* [Qemu-devel] Storage requirements for live migration
@ 2011-11-11 0:11 Anthony Liguori
2011-11-11 6:27 ` Mark Wu
` (2 more replies)
0 siblings, 3 replies; 10+ messages in thread
From: Anthony Liguori @ 2011-11-11 0:11 UTC (permalink / raw)
To: qemu-devel
Cc: Kevin Wolf, Juan Quintela, Christoph Hellwig, Avi Kivity,
Stefan Hajnoczi
I did a brain dump of my understanding of the various storage requirements for
live migration. I think it's accurate but I may have misunderstand some details
so I would appreciate review.
I think given sections (1) and (2), the only viable thing is to require
cache=none unless we get new interfaces to flush caches.
Section (3) talks about image formats. As I mentioned elsewhere in the thread,
I think the best we can do right now is have a block layer interface to quiesce
the image format. I think reopen may be a viable short term strategy for qcow2
but I think for raw, we should just make the quiesce operation a nop.
http://wiki.qemu.org/Migration/Storage
Inlined below for ease of review.
Regards,
Anthony Liguori
Migration in QEMU is designed assuming cache coherent shared storage and raw
format block devices. There are some cases where less migration will also work
with more weakly coherent shared storage. This wiki page attempts to outline
those scenarios. It also attempts to iterate through the reasons why various
image formats do not support migration even with shared storage.
== NFS ==
=== Background ===
NFS only offers close-to-open cache coherence. This means that the only
guarantee provided by the protocol is that if you close a file in a client A and
then open the file in another client B, client B will see client A's changes.
The way migration works in QEMU, the source stops the guest after it sends all
of the required data but does not immediately free any resources.

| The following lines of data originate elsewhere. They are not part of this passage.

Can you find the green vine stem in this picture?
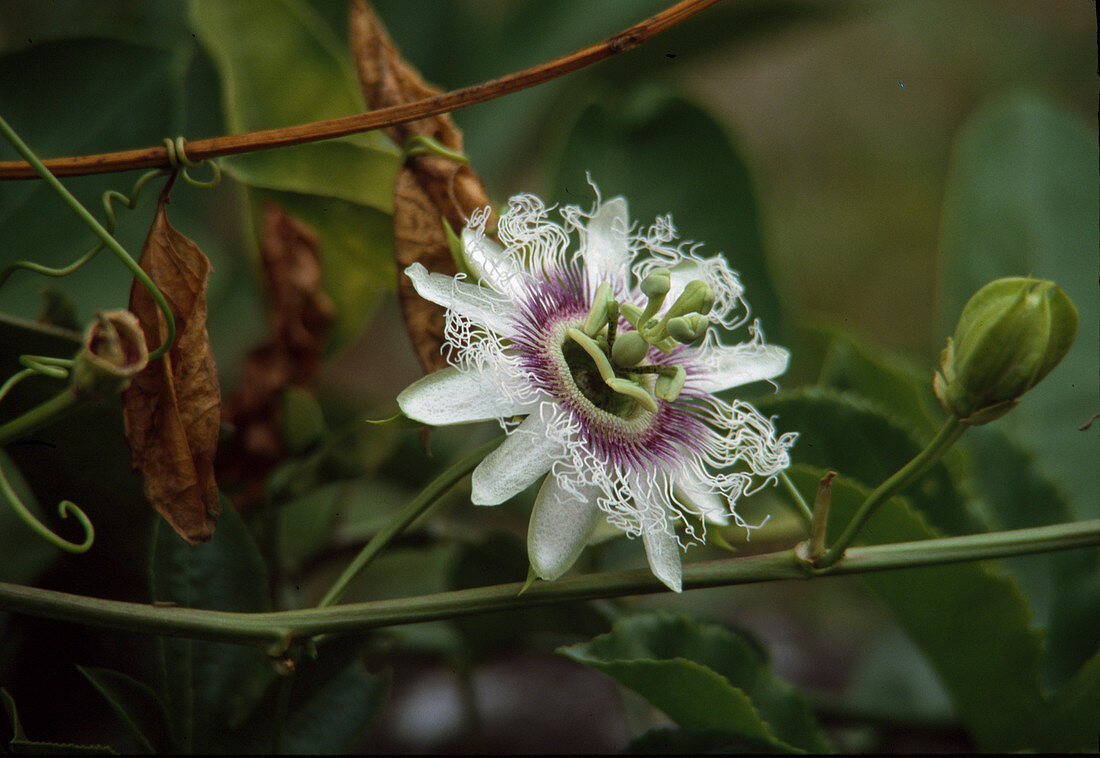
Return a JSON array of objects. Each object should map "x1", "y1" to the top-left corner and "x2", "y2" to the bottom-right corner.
[
  {"x1": 779, "y1": 471, "x2": 814, "y2": 527},
  {"x1": 814, "y1": 416, "x2": 967, "y2": 569},
  {"x1": 0, "y1": 519, "x2": 1100, "y2": 656},
  {"x1": 0, "y1": 169, "x2": 165, "y2": 287},
  {"x1": 317, "y1": 436, "x2": 504, "y2": 608},
  {"x1": 0, "y1": 367, "x2": 96, "y2": 553},
  {"x1": 0, "y1": 116, "x2": 176, "y2": 362}
]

This makes
migration more reliable since it avoids the Two Generals Problem allowing a
reliable third node to make the final decision about whether migration was
successful.
As soon as the destination receives all of the data, it immediately starts the
guest. This means that the reliable third node is not in the critical path of
migration downtime but can still recover a failed migration.
Since the source never knows that the destination is okay, the only way to
support NFS robustly would be to close all files on the source before sending
the last chunk of migration data. This would mean that if any failure occurred
after this point, the VM would be lost.
=== In Practice ===
A Linux NFS server that exports with 'sync' offers a stronger coherency than NFS
guarantees. This is an implementation detail, not a guarantee as far as I know.
If the client sends a read request, then any data that has been acknowledged
done with a stable write by any other client will be returned without the need
to close and reopen the file.
A file opened with O_DIRECT with the Linux NFS client code wil always issue a
protocol read operation given a userspace read() call. This means that if you
issue stable writes (fsync) on the source and then use O_DIRECT to read on the
destination, you can safely access the same file without reopening.
=== Conclusion ===
Migration with QEMU is safe, in practice, when using Linux as an NFS server and
client when both the source and destination are using cache=none for the disks
and a raw file.
== iSCSI/Direct Attached Storage ==
iSCSI has a similar cache coherency guarantee to direct attached storage (via
fibre channel). Any read request will return data that has been acknowledged as
written by another client.
Since QEMU issues read() requests in userspace, Linux normally uses the page
cache. The Linux page cache is not coherent across multiple nodes so the only
way to safely access storage coherently is to bypass the Linux page cache via
cache=none.
=== Conclusion ===
iSCSI, FC, or other forms of direct attached storage are only safe to use with
live migration if you use cache=none and a raw image.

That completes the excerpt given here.